Thursday, June 7, 2018

Book Review: A Single Stone by Meg McKinlay

Media Type: Ebook
Title: A Single Stone
Author: Meg McKinlay
Publisher: Candlewick Press
Pages: Hardcover; 272
Release Date: March 14, 2017
Source: Publisher
Content Screening: Mild Action Violence

HDB Rating: 3 Keys to My Heart

Recommended to: Readers who are looking for a MG friendly dystopian novel.

Add it on: Goodreads | Amazon | B&N
In an isolated society, one girl makes a discovery that will change everything — and learns that a single stone, once set in motion, can bring down a mountain.

Jena — strong, respected, reliable — is the leader of the line, a job every girl in the village dreams of. Watched over by the Mothers as one of the chosen seven, Jena’s years spent denying herself food and wrapping her limbs have paid off. She is small enough to squeeze through the tunnels of the mountain and gather the harvest, risking her life with each mission. No work is more important. This has always been the way of things, even if it isn’t easy. But as her suspicions mount and Jena begins to question the life she’s always known, the cracks in her world become impossible to ignore. Thought-provoking and quietly complex, Meg McKinlay’s novel unfolds into a harshly beautiful tale of belief, survival, and resilience stronger than stone.
What first drew me to A Single Stone was the fact that this is essentially a younger version of the YA and Adult dystopian novels that I love. I was so excited to see how Meg McKinlay would bring Jena's sheltered world to life, and how she would address the society as a whole. I won't lie, I had pretty high hopes for this book. Unfortunately, it failed to reach quite as high as my expectations were set.

To start with the positives, I can say that Jena's society is fairly well laid out in this book.
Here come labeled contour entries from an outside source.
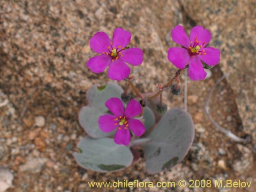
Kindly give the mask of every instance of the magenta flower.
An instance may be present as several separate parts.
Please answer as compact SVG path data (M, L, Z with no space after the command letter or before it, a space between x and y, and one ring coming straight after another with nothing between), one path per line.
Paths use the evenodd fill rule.
M131 138L129 130L138 137L145 132L143 123L132 118L142 112L138 102L132 99L124 110L121 99L113 97L107 100L105 105L113 115L106 114L99 117L99 127L104 132L110 132L117 129L114 138L116 144L129 144Z
M95 33L90 41L90 46L101 55L90 58L87 67L96 73L102 72L109 66L108 75L118 81L129 75L131 70L124 62L138 66L143 61L143 53L139 48L124 49L131 39L131 33L122 28L116 28L113 34L113 41L103 32Z
M220 52L218 49L205 47L211 38L210 32L202 26L196 26L191 30L189 38L184 28L177 26L172 31L173 40L182 47L174 47L168 50L168 59L177 68L182 69L189 63L188 76L192 80L205 78L202 61L215 66L220 61Z

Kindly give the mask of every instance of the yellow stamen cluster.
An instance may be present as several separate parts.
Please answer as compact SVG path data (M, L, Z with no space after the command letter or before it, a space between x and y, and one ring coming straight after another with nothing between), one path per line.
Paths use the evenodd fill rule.
M201 41L200 40L199 41L197 40L197 37L195 37L195 42L196 44L198 44L198 45L196 47L192 48L191 46L192 46L192 44L193 43L193 41L190 41L190 46L189 47L188 47L188 48L189 49L190 52L191 53L198 53L198 55L201 55L202 54L202 55L206 55L206 53L204 52L204 49L203 49L202 51L200 51L200 52L199 53L199 50L203 47L203 46L205 44L205 42L203 42L201 45L199 46L198 44L200 44L201 42ZM196 45L197 45L197 44L196 44ZM195 46L195 45L194 44L194 46ZM192 55L191 57L195 57L195 55Z
M122 126L124 124L124 125L125 125L124 127L125 130L126 130L129 126L129 124L127 123L125 116L124 116L123 117L122 116L119 116L119 118L116 118L114 120L115 120L115 121L119 120L119 122L118 122L118 124L119 126ZM115 125L117 125L117 123L115 123ZM118 129L121 130L121 127L119 126Z

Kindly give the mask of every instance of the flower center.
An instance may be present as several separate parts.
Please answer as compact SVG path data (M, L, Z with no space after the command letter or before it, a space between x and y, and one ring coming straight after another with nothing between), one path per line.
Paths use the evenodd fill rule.
M119 125L118 129L119 130L121 130L122 128L126 130L129 126L129 124L127 123L126 118L125 116L120 116L119 118L115 118L114 120L115 121L118 121L115 123L115 125L117 125L118 124Z
M200 50L201 48L203 48L203 46L205 44L205 42L203 42L201 44L201 41L197 40L197 37L195 38L195 41L190 41L190 46L188 47L189 53L192 57L195 57L195 55L206 55L206 53L204 52L204 49Z
M111 61L114 61L115 59L117 59L119 57L122 57L121 51L124 49L124 47L121 48L121 46L117 46L117 48L112 47L112 42L110 43L110 46L108 46L108 52L103 52L103 54L109 55L111 57Z

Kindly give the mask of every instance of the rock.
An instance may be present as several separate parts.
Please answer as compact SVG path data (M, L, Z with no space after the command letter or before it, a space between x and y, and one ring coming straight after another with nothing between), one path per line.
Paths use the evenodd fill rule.
M218 153L220 155L226 155L227 154L227 153L226 152L225 150L223 148L221 148L221 147L218 148Z
M224 170L227 170L226 162L223 159L220 159L218 161L218 166Z
M237 146L242 156L240 156L239 159L234 161L232 167L237 175L242 175L251 167L253 162L253 156L252 152L246 146L240 144L238 144Z
M41 137L36 137L34 141L35 148L40 152L44 152L46 147L46 143L45 140Z
M3 159L8 152L8 148L4 143L0 142L0 160Z
M21 172L31 172L33 173L39 173L47 161L47 159L46 158L29 157L26 163L19 167L19 170Z
M191 166L194 170L204 174L205 170L210 169L213 165L212 158L209 151L202 143L194 143L190 151Z
M88 179L88 174L86 173L83 175L81 180L82 181L86 181L87 179Z
M35 125L39 127L42 127L45 126L45 124L46 124L46 119L44 117L42 116L39 116L35 117Z
M12 187L13 178L13 175L9 169L0 167L0 192L4 192Z
M196 95L189 95L187 96L188 103L196 104L198 100L198 96Z

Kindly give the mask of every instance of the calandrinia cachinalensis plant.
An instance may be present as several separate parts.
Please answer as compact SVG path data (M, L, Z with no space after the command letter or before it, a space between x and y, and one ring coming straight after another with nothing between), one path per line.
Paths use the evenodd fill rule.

The reader quickly understands that the mountain, and the harvest, are the focal point of life in this small society. Status in Jena's world is based on how much one is able to contribute to the community, and that means that the girls who can descend into the mountain are the elite. I loved this concept, and especially loved the fact that Jena's backstory didn't allow her to be too proud. Her life hasn't been an easy one, and so Jena takes nothing for granted. Which is important in this story.

What I missed, mainly the further I got into the book, was real character development. Although Jena definitely learns the dark secrets that her society hides, she never really grows as a person. I think, and this is completely my opinion, that the lack of real dialogue in this book is really what sets it back. We see what Jena thinks. We see what she does. We never see her really stand up for herself, or her beliefs, though. It made really falling in love with her as a character, and therefore with the characters around her, a lot more difficult.

In fact, I think what this book really needed was just more time. More pages to bring Jena into her own. More opportunity for interactions with her fellow community members and, especially, more time for adventure in the mountain. The book flew by, but I was left at the end feeling like something was missing. I loved the concepts presented in this book, but I feel like they weren't as fleshed out as they could be. So I'm sitting at a three star rating.

FTC Disclosure: I received a copy of this book in exchange for a fair and honest review. I was not monetarily compensated for my opinion.